The police never located the fruitcake. Over the next few months, though, graffiti began to appear on wall after wall throughout Austin.

And then I read:

“… the driven thief released the intensity of his soul. … We never sought out the writer, for we feared our presence might interfere with his process, but we grew fiercely proud of the words that covered our walls. Soon all of Austin was obscured by the words by the words of perfection:

“‘We, who dwell in the holy shrines, will preserve this treasure unto the ends of time.'”

It was not until then–not until the very end–that I realized: I had been had. I had been had big time.

I could not believe it: I, the English professor who knows fully well–and even warns his students–not to trust first person narrators, especially in first person accounts of fruitcakes passing through the hands of royalty and an incredible number of auspicious British and American writers.

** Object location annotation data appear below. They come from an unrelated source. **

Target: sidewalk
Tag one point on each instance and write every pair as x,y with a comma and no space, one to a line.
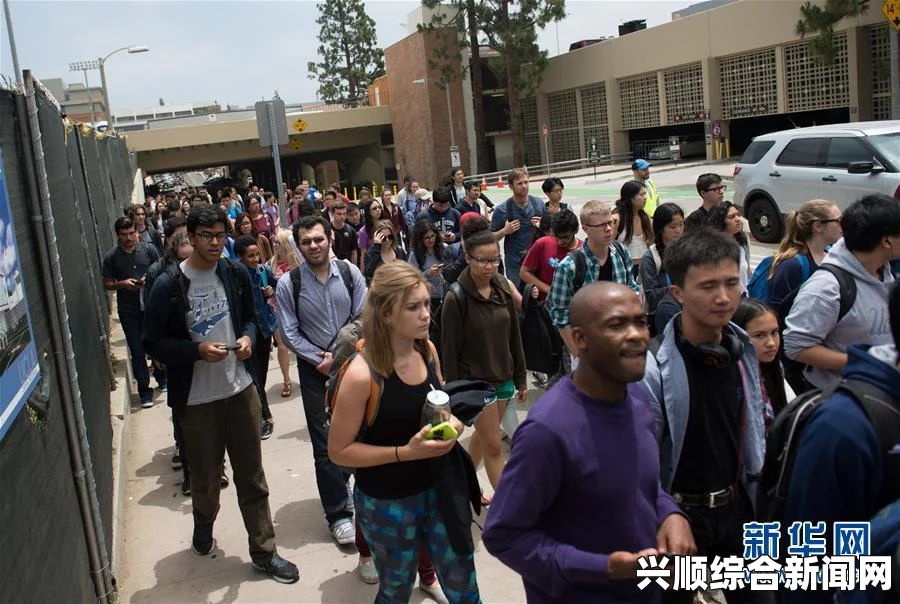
159,566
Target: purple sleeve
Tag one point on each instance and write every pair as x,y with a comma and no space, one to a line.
528,487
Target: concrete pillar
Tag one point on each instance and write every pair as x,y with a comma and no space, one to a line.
859,74
663,103
618,138
780,79
578,106
543,112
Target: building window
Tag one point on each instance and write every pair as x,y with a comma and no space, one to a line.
531,137
880,64
749,84
563,110
639,98
595,118
812,84
684,94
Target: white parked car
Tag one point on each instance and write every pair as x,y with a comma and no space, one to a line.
842,163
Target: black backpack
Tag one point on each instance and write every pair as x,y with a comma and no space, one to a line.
793,371
581,264
786,432
540,339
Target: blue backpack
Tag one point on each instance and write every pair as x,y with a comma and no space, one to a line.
758,286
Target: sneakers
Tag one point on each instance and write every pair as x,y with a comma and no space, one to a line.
279,569
434,591
343,531
203,542
367,572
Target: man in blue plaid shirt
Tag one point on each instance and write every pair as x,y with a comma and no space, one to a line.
605,260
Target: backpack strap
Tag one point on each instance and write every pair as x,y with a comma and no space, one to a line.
462,302
580,269
847,286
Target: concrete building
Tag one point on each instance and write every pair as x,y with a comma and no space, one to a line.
78,101
736,68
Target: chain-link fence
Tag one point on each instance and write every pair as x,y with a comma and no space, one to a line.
46,530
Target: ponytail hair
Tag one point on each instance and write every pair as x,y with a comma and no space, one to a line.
799,230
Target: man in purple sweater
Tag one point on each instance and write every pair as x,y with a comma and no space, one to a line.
580,500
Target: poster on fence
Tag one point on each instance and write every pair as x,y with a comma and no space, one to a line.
19,373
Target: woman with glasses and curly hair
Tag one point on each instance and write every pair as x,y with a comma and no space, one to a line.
480,340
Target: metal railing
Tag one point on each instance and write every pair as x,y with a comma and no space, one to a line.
569,168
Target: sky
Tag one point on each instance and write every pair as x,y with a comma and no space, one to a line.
232,52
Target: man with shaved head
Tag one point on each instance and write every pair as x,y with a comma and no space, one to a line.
580,500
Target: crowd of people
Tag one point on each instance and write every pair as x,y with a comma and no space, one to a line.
651,437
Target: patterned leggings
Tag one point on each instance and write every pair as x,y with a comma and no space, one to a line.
394,528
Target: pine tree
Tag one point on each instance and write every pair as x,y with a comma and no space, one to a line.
350,58
822,19
510,28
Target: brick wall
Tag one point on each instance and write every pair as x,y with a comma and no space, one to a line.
419,111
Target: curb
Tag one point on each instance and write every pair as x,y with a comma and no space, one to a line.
119,416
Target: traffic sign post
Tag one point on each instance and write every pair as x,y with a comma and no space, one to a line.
891,11
271,123
455,159
546,131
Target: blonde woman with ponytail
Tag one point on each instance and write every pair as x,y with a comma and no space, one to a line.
809,232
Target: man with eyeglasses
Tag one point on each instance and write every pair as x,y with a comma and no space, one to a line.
712,192
201,322
314,302
123,270
601,258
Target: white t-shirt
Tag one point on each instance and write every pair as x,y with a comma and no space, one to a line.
209,320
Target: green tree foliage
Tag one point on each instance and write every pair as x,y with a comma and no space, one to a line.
349,56
821,19
509,27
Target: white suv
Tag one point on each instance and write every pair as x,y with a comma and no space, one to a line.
842,163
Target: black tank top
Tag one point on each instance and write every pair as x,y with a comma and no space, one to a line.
399,417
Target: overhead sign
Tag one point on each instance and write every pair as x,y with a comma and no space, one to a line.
263,126
891,11
455,159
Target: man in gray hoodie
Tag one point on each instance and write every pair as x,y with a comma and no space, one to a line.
816,334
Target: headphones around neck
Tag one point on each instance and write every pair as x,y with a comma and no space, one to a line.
717,356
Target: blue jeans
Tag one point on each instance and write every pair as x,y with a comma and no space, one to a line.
132,325
330,479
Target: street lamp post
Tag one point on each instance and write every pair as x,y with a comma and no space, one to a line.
102,62
454,152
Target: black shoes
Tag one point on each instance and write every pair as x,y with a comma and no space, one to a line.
279,569
203,542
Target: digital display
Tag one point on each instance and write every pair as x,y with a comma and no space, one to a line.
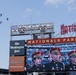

If it seems too good to be true, it probably is too good to be true.

But it’s okay. It’s really quite okay. I’ve been had many, many times down through the years. Sweet Scorpionic revenge is always mine.

I just made reservations to fly to Manitou Springs, Colorado, so that I can participate in their January 28, 2023, Great Fruitcake Toss. I have reached out to Collin Street Bakery to see whether they will sponsor me.

Here’s what I’m going to do for my Fruitcake Toss Extraordinaire that will make world-wide headlines. I’m going to wrap Duper Don Webb up real tight in all the printed and virtual copies that I can find of his “The Literary Fruitcake.” And then I’m going to give a celebratory “Heave-Ho” as I catapult the nuttiest fruitcake of them all–the author who pulled off the biggest fruitcake heist ever and told the biggest fruitcake joke ever–as far into the thin air as possible.

For once, I’ll let a fruitcake fly with glee.